Ridge(alpha=1.0, copy_X=True, fit_intercept=True, max_iter=None,
   normalize=False, random_state=None, solver='auto', tol=0.001)

In [9]:
x = lm.coef_
df_features['coef'] = lm.coef_ # add coefficients to the dataframe
x.shape

(2018,)

In [10]:
df_results_titleloc = df_features[['feat_type','feat_name','coef']][df_features.feat_type == 'titleloc']
df_results_titleloc

Unnamed: 0,feat_type,feat_name,coef
2014,titleloc,titleloc,0.01766


In [11]:
df_results_countword = df_features[['feat_type','feat_name','coef']][df_features.feat_type == 'countword']
df_results_countword

Unnamed: 0,feat_type,feat_name,coef
2015,countword,countword_poly_1,0.004857
2016,countword,countword_poly_2,-0.000801
2017,countword,countword_poly_3,-1.9e-05


### Discussion

1. Job titles should not be too long.
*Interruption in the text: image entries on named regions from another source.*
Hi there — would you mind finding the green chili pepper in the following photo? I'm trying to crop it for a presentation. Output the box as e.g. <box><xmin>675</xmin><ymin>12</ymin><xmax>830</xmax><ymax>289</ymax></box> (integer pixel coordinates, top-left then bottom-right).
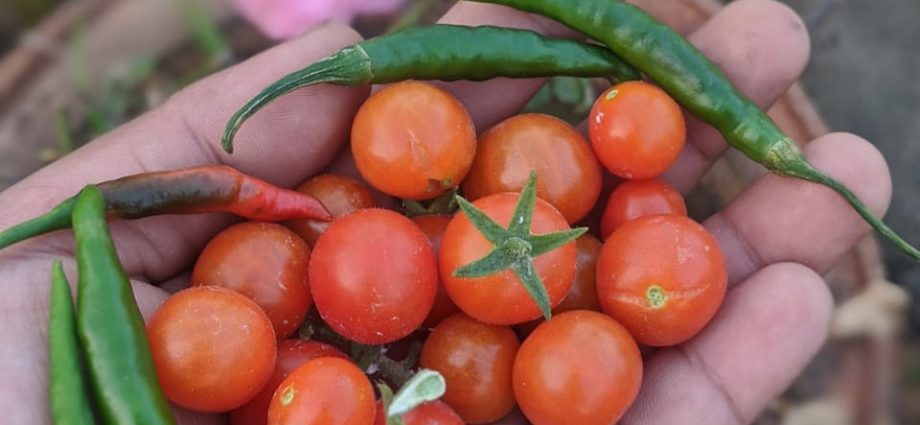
<box><xmin>474</xmin><ymin>0</ymin><xmax>920</xmax><ymax>260</ymax></box>
<box><xmin>222</xmin><ymin>25</ymin><xmax>640</xmax><ymax>152</ymax></box>
<box><xmin>48</xmin><ymin>261</ymin><xmax>96</xmax><ymax>425</ymax></box>
<box><xmin>73</xmin><ymin>186</ymin><xmax>175</xmax><ymax>425</ymax></box>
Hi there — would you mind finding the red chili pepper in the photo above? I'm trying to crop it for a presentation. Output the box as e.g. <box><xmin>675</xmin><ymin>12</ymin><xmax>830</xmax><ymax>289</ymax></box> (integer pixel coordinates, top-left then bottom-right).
<box><xmin>0</xmin><ymin>165</ymin><xmax>332</xmax><ymax>249</ymax></box>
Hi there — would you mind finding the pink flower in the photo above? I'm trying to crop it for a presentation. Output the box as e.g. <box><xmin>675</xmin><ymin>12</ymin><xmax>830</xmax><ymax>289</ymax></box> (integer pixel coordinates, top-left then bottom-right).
<box><xmin>235</xmin><ymin>0</ymin><xmax>403</xmax><ymax>40</ymax></box>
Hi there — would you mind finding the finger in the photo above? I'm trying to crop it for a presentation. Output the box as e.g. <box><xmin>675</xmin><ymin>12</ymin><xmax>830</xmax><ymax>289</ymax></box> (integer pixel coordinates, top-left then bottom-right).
<box><xmin>662</xmin><ymin>0</ymin><xmax>810</xmax><ymax>194</ymax></box>
<box><xmin>622</xmin><ymin>263</ymin><xmax>833</xmax><ymax>425</ymax></box>
<box><xmin>704</xmin><ymin>133</ymin><xmax>891</xmax><ymax>284</ymax></box>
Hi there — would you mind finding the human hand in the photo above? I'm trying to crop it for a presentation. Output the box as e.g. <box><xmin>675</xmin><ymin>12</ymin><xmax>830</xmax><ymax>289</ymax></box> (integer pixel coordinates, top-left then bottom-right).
<box><xmin>0</xmin><ymin>0</ymin><xmax>890</xmax><ymax>424</ymax></box>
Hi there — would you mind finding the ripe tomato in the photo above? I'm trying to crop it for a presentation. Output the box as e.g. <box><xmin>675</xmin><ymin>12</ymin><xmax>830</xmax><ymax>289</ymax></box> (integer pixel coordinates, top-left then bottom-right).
<box><xmin>439</xmin><ymin>193</ymin><xmax>576</xmax><ymax>325</ymax></box>
<box><xmin>597</xmin><ymin>215</ymin><xmax>727</xmax><ymax>347</ymax></box>
<box><xmin>419</xmin><ymin>313</ymin><xmax>519</xmax><ymax>424</ymax></box>
<box><xmin>310</xmin><ymin>209</ymin><xmax>438</xmax><ymax>344</ymax></box>
<box><xmin>230</xmin><ymin>339</ymin><xmax>348</xmax><ymax>425</ymax></box>
<box><xmin>462</xmin><ymin>114</ymin><xmax>601</xmax><ymax>223</ymax></box>
<box><xmin>601</xmin><ymin>179</ymin><xmax>687</xmax><ymax>239</ymax></box>
<box><xmin>412</xmin><ymin>214</ymin><xmax>460</xmax><ymax>328</ymax></box>
<box><xmin>191</xmin><ymin>222</ymin><xmax>313</xmax><ymax>339</ymax></box>
<box><xmin>374</xmin><ymin>400</ymin><xmax>464</xmax><ymax>425</ymax></box>
<box><xmin>351</xmin><ymin>81</ymin><xmax>476</xmax><ymax>200</ymax></box>
<box><xmin>284</xmin><ymin>174</ymin><xmax>377</xmax><ymax>246</ymax></box>
<box><xmin>147</xmin><ymin>286</ymin><xmax>277</xmax><ymax>412</ymax></box>
<box><xmin>268</xmin><ymin>357</ymin><xmax>375</xmax><ymax>425</ymax></box>
<box><xmin>514</xmin><ymin>310</ymin><xmax>642</xmax><ymax>425</ymax></box>
<box><xmin>588</xmin><ymin>81</ymin><xmax>687</xmax><ymax>179</ymax></box>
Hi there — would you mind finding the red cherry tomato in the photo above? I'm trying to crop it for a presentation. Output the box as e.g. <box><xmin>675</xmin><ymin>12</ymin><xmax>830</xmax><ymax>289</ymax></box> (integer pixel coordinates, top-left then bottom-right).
<box><xmin>147</xmin><ymin>286</ymin><xmax>277</xmax><ymax>412</ymax></box>
<box><xmin>597</xmin><ymin>215</ymin><xmax>727</xmax><ymax>347</ymax></box>
<box><xmin>191</xmin><ymin>222</ymin><xmax>313</xmax><ymax>339</ymax></box>
<box><xmin>230</xmin><ymin>339</ymin><xmax>348</xmax><ymax>425</ymax></box>
<box><xmin>514</xmin><ymin>310</ymin><xmax>642</xmax><ymax>425</ymax></box>
<box><xmin>284</xmin><ymin>174</ymin><xmax>377</xmax><ymax>247</ymax></box>
<box><xmin>419</xmin><ymin>313</ymin><xmax>519</xmax><ymax>424</ymax></box>
<box><xmin>439</xmin><ymin>193</ymin><xmax>576</xmax><ymax>325</ymax></box>
<box><xmin>268</xmin><ymin>357</ymin><xmax>375</xmax><ymax>425</ymax></box>
<box><xmin>310</xmin><ymin>209</ymin><xmax>438</xmax><ymax>344</ymax></box>
<box><xmin>412</xmin><ymin>214</ymin><xmax>460</xmax><ymax>328</ymax></box>
<box><xmin>601</xmin><ymin>180</ymin><xmax>687</xmax><ymax>239</ymax></box>
<box><xmin>588</xmin><ymin>81</ymin><xmax>687</xmax><ymax>179</ymax></box>
<box><xmin>463</xmin><ymin>114</ymin><xmax>601</xmax><ymax>223</ymax></box>
<box><xmin>351</xmin><ymin>81</ymin><xmax>476</xmax><ymax>200</ymax></box>
<box><xmin>374</xmin><ymin>400</ymin><xmax>464</xmax><ymax>425</ymax></box>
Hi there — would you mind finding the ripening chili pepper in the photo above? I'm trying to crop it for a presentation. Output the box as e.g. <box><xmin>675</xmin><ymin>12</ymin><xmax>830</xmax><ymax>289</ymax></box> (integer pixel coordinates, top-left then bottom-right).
<box><xmin>474</xmin><ymin>0</ymin><xmax>920</xmax><ymax>260</ymax></box>
<box><xmin>0</xmin><ymin>165</ymin><xmax>331</xmax><ymax>249</ymax></box>
<box><xmin>48</xmin><ymin>261</ymin><xmax>96</xmax><ymax>425</ymax></box>
<box><xmin>221</xmin><ymin>25</ymin><xmax>640</xmax><ymax>153</ymax></box>
<box><xmin>73</xmin><ymin>186</ymin><xmax>176</xmax><ymax>425</ymax></box>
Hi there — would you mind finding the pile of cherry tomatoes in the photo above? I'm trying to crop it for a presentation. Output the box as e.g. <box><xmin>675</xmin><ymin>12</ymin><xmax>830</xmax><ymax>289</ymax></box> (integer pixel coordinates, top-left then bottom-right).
<box><xmin>148</xmin><ymin>81</ymin><xmax>727</xmax><ymax>425</ymax></box>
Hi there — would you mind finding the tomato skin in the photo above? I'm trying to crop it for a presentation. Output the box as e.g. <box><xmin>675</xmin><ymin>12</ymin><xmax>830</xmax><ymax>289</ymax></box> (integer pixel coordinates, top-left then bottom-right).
<box><xmin>419</xmin><ymin>313</ymin><xmax>520</xmax><ymax>424</ymax></box>
<box><xmin>514</xmin><ymin>310</ymin><xmax>642</xmax><ymax>425</ymax></box>
<box><xmin>588</xmin><ymin>81</ymin><xmax>687</xmax><ymax>179</ymax></box>
<box><xmin>268</xmin><ymin>357</ymin><xmax>375</xmax><ymax>425</ymax></box>
<box><xmin>462</xmin><ymin>114</ymin><xmax>601</xmax><ymax>223</ymax></box>
<box><xmin>191</xmin><ymin>222</ymin><xmax>313</xmax><ymax>339</ymax></box>
<box><xmin>147</xmin><ymin>286</ymin><xmax>277</xmax><ymax>412</ymax></box>
<box><xmin>412</xmin><ymin>214</ymin><xmax>460</xmax><ymax>329</ymax></box>
<box><xmin>597</xmin><ymin>215</ymin><xmax>728</xmax><ymax>347</ymax></box>
<box><xmin>351</xmin><ymin>81</ymin><xmax>476</xmax><ymax>200</ymax></box>
<box><xmin>439</xmin><ymin>193</ymin><xmax>576</xmax><ymax>325</ymax></box>
<box><xmin>230</xmin><ymin>339</ymin><xmax>348</xmax><ymax>425</ymax></box>
<box><xmin>601</xmin><ymin>179</ymin><xmax>687</xmax><ymax>239</ymax></box>
<box><xmin>310</xmin><ymin>208</ymin><xmax>438</xmax><ymax>345</ymax></box>
<box><xmin>284</xmin><ymin>174</ymin><xmax>377</xmax><ymax>247</ymax></box>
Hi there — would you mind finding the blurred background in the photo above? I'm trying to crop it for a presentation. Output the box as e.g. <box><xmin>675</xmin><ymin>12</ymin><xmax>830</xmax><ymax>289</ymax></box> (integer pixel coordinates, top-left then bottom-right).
<box><xmin>0</xmin><ymin>0</ymin><xmax>920</xmax><ymax>425</ymax></box>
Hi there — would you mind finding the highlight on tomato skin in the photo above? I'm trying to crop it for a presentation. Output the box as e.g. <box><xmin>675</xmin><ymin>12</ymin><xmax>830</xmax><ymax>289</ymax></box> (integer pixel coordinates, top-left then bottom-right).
<box><xmin>597</xmin><ymin>214</ymin><xmax>728</xmax><ymax>347</ymax></box>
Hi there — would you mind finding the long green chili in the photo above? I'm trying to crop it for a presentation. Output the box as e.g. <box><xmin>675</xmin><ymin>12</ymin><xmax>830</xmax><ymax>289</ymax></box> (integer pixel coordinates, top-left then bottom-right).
<box><xmin>73</xmin><ymin>186</ymin><xmax>175</xmax><ymax>425</ymax></box>
<box><xmin>474</xmin><ymin>0</ymin><xmax>920</xmax><ymax>260</ymax></box>
<box><xmin>222</xmin><ymin>25</ymin><xmax>640</xmax><ymax>152</ymax></box>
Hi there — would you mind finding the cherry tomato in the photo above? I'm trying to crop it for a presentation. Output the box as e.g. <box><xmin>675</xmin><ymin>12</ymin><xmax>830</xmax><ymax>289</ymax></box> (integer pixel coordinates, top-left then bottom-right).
<box><xmin>147</xmin><ymin>286</ymin><xmax>277</xmax><ymax>412</ymax></box>
<box><xmin>588</xmin><ymin>81</ymin><xmax>687</xmax><ymax>179</ymax></box>
<box><xmin>230</xmin><ymin>339</ymin><xmax>348</xmax><ymax>425</ymax></box>
<box><xmin>463</xmin><ymin>114</ymin><xmax>601</xmax><ymax>223</ymax></box>
<box><xmin>374</xmin><ymin>400</ymin><xmax>464</xmax><ymax>425</ymax></box>
<box><xmin>351</xmin><ymin>81</ymin><xmax>476</xmax><ymax>200</ymax></box>
<box><xmin>439</xmin><ymin>193</ymin><xmax>576</xmax><ymax>325</ymax></box>
<box><xmin>515</xmin><ymin>234</ymin><xmax>601</xmax><ymax>335</ymax></box>
<box><xmin>513</xmin><ymin>310</ymin><xmax>642</xmax><ymax>425</ymax></box>
<box><xmin>419</xmin><ymin>313</ymin><xmax>519</xmax><ymax>424</ymax></box>
<box><xmin>268</xmin><ymin>357</ymin><xmax>375</xmax><ymax>425</ymax></box>
<box><xmin>310</xmin><ymin>209</ymin><xmax>438</xmax><ymax>344</ymax></box>
<box><xmin>191</xmin><ymin>222</ymin><xmax>313</xmax><ymax>339</ymax></box>
<box><xmin>284</xmin><ymin>174</ymin><xmax>377</xmax><ymax>246</ymax></box>
<box><xmin>412</xmin><ymin>214</ymin><xmax>460</xmax><ymax>328</ymax></box>
<box><xmin>601</xmin><ymin>179</ymin><xmax>687</xmax><ymax>239</ymax></box>
<box><xmin>597</xmin><ymin>215</ymin><xmax>727</xmax><ymax>347</ymax></box>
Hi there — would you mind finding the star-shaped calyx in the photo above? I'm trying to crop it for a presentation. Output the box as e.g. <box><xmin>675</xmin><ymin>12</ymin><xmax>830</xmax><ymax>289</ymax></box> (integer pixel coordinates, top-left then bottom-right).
<box><xmin>454</xmin><ymin>171</ymin><xmax>588</xmax><ymax>320</ymax></box>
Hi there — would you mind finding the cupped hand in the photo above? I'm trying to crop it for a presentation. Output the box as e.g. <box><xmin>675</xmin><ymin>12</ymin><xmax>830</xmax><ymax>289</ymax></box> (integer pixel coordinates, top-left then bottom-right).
<box><xmin>0</xmin><ymin>0</ymin><xmax>891</xmax><ymax>425</ymax></box>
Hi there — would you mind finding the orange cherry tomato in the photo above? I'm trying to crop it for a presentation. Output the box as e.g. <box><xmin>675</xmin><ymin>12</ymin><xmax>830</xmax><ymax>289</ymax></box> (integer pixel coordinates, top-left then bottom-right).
<box><xmin>230</xmin><ymin>339</ymin><xmax>348</xmax><ymax>425</ymax></box>
<box><xmin>351</xmin><ymin>81</ymin><xmax>476</xmax><ymax>200</ymax></box>
<box><xmin>597</xmin><ymin>215</ymin><xmax>727</xmax><ymax>347</ymax></box>
<box><xmin>439</xmin><ymin>193</ymin><xmax>576</xmax><ymax>325</ymax></box>
<box><xmin>601</xmin><ymin>179</ymin><xmax>687</xmax><ymax>239</ymax></box>
<box><xmin>514</xmin><ymin>310</ymin><xmax>642</xmax><ymax>425</ymax></box>
<box><xmin>588</xmin><ymin>81</ymin><xmax>687</xmax><ymax>179</ymax></box>
<box><xmin>147</xmin><ymin>286</ymin><xmax>277</xmax><ymax>412</ymax></box>
<box><xmin>462</xmin><ymin>114</ymin><xmax>601</xmax><ymax>223</ymax></box>
<box><xmin>191</xmin><ymin>222</ymin><xmax>313</xmax><ymax>339</ymax></box>
<box><xmin>284</xmin><ymin>174</ymin><xmax>377</xmax><ymax>247</ymax></box>
<box><xmin>268</xmin><ymin>357</ymin><xmax>376</xmax><ymax>425</ymax></box>
<box><xmin>419</xmin><ymin>313</ymin><xmax>519</xmax><ymax>424</ymax></box>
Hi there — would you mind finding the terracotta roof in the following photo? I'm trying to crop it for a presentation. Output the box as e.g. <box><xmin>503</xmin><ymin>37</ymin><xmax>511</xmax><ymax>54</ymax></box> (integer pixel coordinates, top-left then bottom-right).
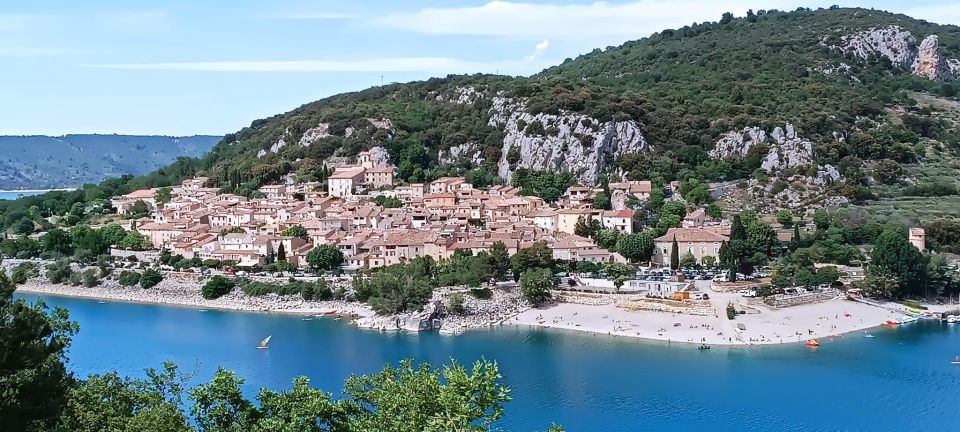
<box><xmin>327</xmin><ymin>168</ymin><xmax>363</xmax><ymax>179</ymax></box>
<box><xmin>656</xmin><ymin>228</ymin><xmax>728</xmax><ymax>243</ymax></box>
<box><xmin>124</xmin><ymin>189</ymin><xmax>157</xmax><ymax>198</ymax></box>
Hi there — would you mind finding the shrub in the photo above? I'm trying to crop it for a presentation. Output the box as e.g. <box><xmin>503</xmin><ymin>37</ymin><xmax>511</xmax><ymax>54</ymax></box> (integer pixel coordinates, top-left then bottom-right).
<box><xmin>470</xmin><ymin>288</ymin><xmax>493</xmax><ymax>300</ymax></box>
<box><xmin>82</xmin><ymin>269</ymin><xmax>100</xmax><ymax>288</ymax></box>
<box><xmin>117</xmin><ymin>270</ymin><xmax>140</xmax><ymax>287</ymax></box>
<box><xmin>200</xmin><ymin>275</ymin><xmax>234</xmax><ymax>300</ymax></box>
<box><xmin>47</xmin><ymin>260</ymin><xmax>73</xmax><ymax>284</ymax></box>
<box><xmin>140</xmin><ymin>269</ymin><xmax>163</xmax><ymax>289</ymax></box>
<box><xmin>447</xmin><ymin>293</ymin><xmax>467</xmax><ymax>315</ymax></box>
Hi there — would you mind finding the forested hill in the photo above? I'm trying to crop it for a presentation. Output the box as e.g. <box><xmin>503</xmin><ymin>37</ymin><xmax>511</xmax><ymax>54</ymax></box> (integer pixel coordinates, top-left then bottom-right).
<box><xmin>189</xmin><ymin>9</ymin><xmax>960</xmax><ymax>195</ymax></box>
<box><xmin>0</xmin><ymin>135</ymin><xmax>221</xmax><ymax>189</ymax></box>
<box><xmin>0</xmin><ymin>8</ymin><xmax>960</xmax><ymax>226</ymax></box>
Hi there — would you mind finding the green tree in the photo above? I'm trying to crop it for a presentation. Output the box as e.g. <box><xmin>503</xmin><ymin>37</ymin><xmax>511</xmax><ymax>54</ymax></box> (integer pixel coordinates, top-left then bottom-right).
<box><xmin>520</xmin><ymin>268</ymin><xmax>556</xmax><ymax>307</ymax></box>
<box><xmin>59</xmin><ymin>362</ymin><xmax>193</xmax><ymax>432</ymax></box>
<box><xmin>705</xmin><ymin>203</ymin><xmax>723</xmax><ymax>219</ymax></box>
<box><xmin>190</xmin><ymin>368</ymin><xmax>260</xmax><ymax>432</ymax></box>
<box><xmin>40</xmin><ymin>228</ymin><xmax>73</xmax><ymax>256</ymax></box>
<box><xmin>200</xmin><ymin>275</ymin><xmax>236</xmax><ymax>300</ymax></box>
<box><xmin>140</xmin><ymin>269</ymin><xmax>163</xmax><ymax>289</ymax></box>
<box><xmin>82</xmin><ymin>269</ymin><xmax>100</xmax><ymax>288</ymax></box>
<box><xmin>344</xmin><ymin>360</ymin><xmax>510</xmax><ymax>432</ymax></box>
<box><xmin>813</xmin><ymin>209</ymin><xmax>830</xmax><ymax>230</ymax></box>
<box><xmin>592</xmin><ymin>191</ymin><xmax>612</xmax><ymax>210</ymax></box>
<box><xmin>0</xmin><ymin>271</ymin><xmax>78</xmax><ymax>431</ymax></box>
<box><xmin>670</xmin><ymin>236</ymin><xmax>680</xmax><ymax>270</ymax></box>
<box><xmin>576</xmin><ymin>261</ymin><xmax>600</xmax><ymax>274</ymax></box>
<box><xmin>854</xmin><ymin>267</ymin><xmax>902</xmax><ymax>298</ymax></box>
<box><xmin>127</xmin><ymin>200</ymin><xmax>150</xmax><ymax>219</ymax></box>
<box><xmin>616</xmin><ymin>233</ymin><xmax>656</xmax><ymax>262</ymax></box>
<box><xmin>777</xmin><ymin>210</ymin><xmax>793</xmax><ymax>227</ymax></box>
<box><xmin>603</xmin><ymin>263</ymin><xmax>637</xmax><ymax>293</ymax></box>
<box><xmin>870</xmin><ymin>229</ymin><xmax>927</xmax><ymax>297</ymax></box>
<box><xmin>700</xmin><ymin>255</ymin><xmax>717</xmax><ymax>268</ymax></box>
<box><xmin>373</xmin><ymin>195</ymin><xmax>403</xmax><ymax>208</ymax></box>
<box><xmin>117</xmin><ymin>270</ymin><xmax>140</xmax><ymax>287</ymax></box>
<box><xmin>46</xmin><ymin>259</ymin><xmax>73</xmax><ymax>284</ymax></box>
<box><xmin>816</xmin><ymin>266</ymin><xmax>840</xmax><ymax>285</ymax></box>
<box><xmin>510</xmin><ymin>241</ymin><xmax>556</xmax><ymax>281</ymax></box>
<box><xmin>153</xmin><ymin>187</ymin><xmax>173</xmax><ymax>205</ymax></box>
<box><xmin>281</xmin><ymin>225</ymin><xmax>310</xmax><ymax>240</ymax></box>
<box><xmin>447</xmin><ymin>293</ymin><xmax>466</xmax><ymax>315</ymax></box>
<box><xmin>307</xmin><ymin>245</ymin><xmax>343</xmax><ymax>273</ymax></box>
<box><xmin>488</xmin><ymin>241</ymin><xmax>510</xmax><ymax>279</ymax></box>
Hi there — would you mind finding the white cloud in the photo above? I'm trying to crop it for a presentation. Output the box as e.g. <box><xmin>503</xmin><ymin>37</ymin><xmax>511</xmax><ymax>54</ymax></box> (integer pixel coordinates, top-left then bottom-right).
<box><xmin>0</xmin><ymin>45</ymin><xmax>80</xmax><ymax>57</ymax></box>
<box><xmin>374</xmin><ymin>0</ymin><xmax>829</xmax><ymax>39</ymax></box>
<box><xmin>524</xmin><ymin>39</ymin><xmax>550</xmax><ymax>61</ymax></box>
<box><xmin>101</xmin><ymin>11</ymin><xmax>169</xmax><ymax>33</ymax></box>
<box><xmin>903</xmin><ymin>4</ymin><xmax>960</xmax><ymax>25</ymax></box>
<box><xmin>80</xmin><ymin>57</ymin><xmax>546</xmax><ymax>74</ymax></box>
<box><xmin>0</xmin><ymin>14</ymin><xmax>49</xmax><ymax>32</ymax></box>
<box><xmin>273</xmin><ymin>12</ymin><xmax>353</xmax><ymax>21</ymax></box>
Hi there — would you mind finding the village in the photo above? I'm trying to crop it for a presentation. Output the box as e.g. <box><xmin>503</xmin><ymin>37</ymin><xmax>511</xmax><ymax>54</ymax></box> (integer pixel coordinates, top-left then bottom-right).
<box><xmin>112</xmin><ymin>145</ymin><xmax>730</xmax><ymax>286</ymax></box>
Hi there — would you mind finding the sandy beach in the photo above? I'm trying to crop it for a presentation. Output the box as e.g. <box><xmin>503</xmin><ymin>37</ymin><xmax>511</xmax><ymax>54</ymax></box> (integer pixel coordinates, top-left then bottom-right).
<box><xmin>512</xmin><ymin>292</ymin><xmax>902</xmax><ymax>345</ymax></box>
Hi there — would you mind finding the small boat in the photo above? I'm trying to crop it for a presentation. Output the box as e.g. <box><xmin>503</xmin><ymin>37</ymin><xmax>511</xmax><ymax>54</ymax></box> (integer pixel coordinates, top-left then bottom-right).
<box><xmin>257</xmin><ymin>335</ymin><xmax>273</xmax><ymax>349</ymax></box>
<box><xmin>897</xmin><ymin>315</ymin><xmax>920</xmax><ymax>324</ymax></box>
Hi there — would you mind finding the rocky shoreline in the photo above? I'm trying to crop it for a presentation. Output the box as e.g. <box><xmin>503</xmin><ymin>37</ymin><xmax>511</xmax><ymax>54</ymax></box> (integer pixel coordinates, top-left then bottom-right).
<box><xmin>11</xmin><ymin>275</ymin><xmax>529</xmax><ymax>335</ymax></box>
<box><xmin>17</xmin><ymin>278</ymin><xmax>374</xmax><ymax>317</ymax></box>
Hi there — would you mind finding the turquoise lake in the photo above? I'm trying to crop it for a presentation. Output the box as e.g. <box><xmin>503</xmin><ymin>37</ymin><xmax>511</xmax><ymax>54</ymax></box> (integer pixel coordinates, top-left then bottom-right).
<box><xmin>15</xmin><ymin>295</ymin><xmax>960</xmax><ymax>431</ymax></box>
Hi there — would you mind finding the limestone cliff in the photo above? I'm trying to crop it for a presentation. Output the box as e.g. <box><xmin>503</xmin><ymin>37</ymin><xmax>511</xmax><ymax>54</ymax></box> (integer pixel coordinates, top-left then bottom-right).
<box><xmin>434</xmin><ymin>87</ymin><xmax>650</xmax><ymax>185</ymax></box>
<box><xmin>489</xmin><ymin>97</ymin><xmax>650</xmax><ymax>185</ymax></box>
<box><xmin>824</xmin><ymin>25</ymin><xmax>960</xmax><ymax>81</ymax></box>
<box><xmin>710</xmin><ymin>123</ymin><xmax>814</xmax><ymax>173</ymax></box>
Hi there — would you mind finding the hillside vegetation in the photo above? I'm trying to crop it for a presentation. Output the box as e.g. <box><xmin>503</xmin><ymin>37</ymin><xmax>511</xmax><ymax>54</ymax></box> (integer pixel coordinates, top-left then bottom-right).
<box><xmin>0</xmin><ymin>135</ymin><xmax>221</xmax><ymax>189</ymax></box>
<box><xmin>0</xmin><ymin>8</ymin><xmax>960</xmax><ymax>228</ymax></box>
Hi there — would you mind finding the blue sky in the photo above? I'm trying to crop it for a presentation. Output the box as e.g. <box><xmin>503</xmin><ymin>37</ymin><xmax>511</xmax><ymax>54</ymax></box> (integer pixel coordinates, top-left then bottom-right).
<box><xmin>0</xmin><ymin>0</ymin><xmax>960</xmax><ymax>135</ymax></box>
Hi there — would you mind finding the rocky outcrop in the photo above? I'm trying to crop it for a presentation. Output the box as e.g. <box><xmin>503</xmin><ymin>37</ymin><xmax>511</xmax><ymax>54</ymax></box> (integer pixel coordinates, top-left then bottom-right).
<box><xmin>489</xmin><ymin>96</ymin><xmax>650</xmax><ymax>185</ymax></box>
<box><xmin>760</xmin><ymin>124</ymin><xmax>814</xmax><ymax>172</ymax></box>
<box><xmin>710</xmin><ymin>124</ymin><xmax>814</xmax><ymax>173</ymax></box>
<box><xmin>367</xmin><ymin>146</ymin><xmax>390</xmax><ymax>167</ymax></box>
<box><xmin>913</xmin><ymin>35</ymin><xmax>956</xmax><ymax>81</ymax></box>
<box><xmin>297</xmin><ymin>123</ymin><xmax>333</xmax><ymax>147</ymax></box>
<box><xmin>714</xmin><ymin>165</ymin><xmax>849</xmax><ymax>213</ymax></box>
<box><xmin>437</xmin><ymin>142</ymin><xmax>484</xmax><ymax>166</ymax></box>
<box><xmin>710</xmin><ymin>126</ymin><xmax>767</xmax><ymax>159</ymax></box>
<box><xmin>824</xmin><ymin>25</ymin><xmax>960</xmax><ymax>81</ymax></box>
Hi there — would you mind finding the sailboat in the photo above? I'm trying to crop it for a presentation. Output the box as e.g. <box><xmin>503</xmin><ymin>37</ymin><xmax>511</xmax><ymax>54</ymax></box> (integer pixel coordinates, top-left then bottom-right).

Suppose the coefficients in the polymonial terms are: $ROE = a*(word) + b*(word)^2$, then the optimal number of words is around $-\frac{a}{2b} = \frac{0.004857}{2*0.000801} = 3.03$. On average, the length of job titles should not exceed 3-4 words. 
2. Companies that put information of their location into job titles tend to perform better, as the coefficient of the ridge regression is positive (~0.018). The causal relationship, however, is not clear. Most likely, we have a confounding variable as expanding companies are the ones that performing well. As they are expanding to other area, they tend to put information on the new location into job tities.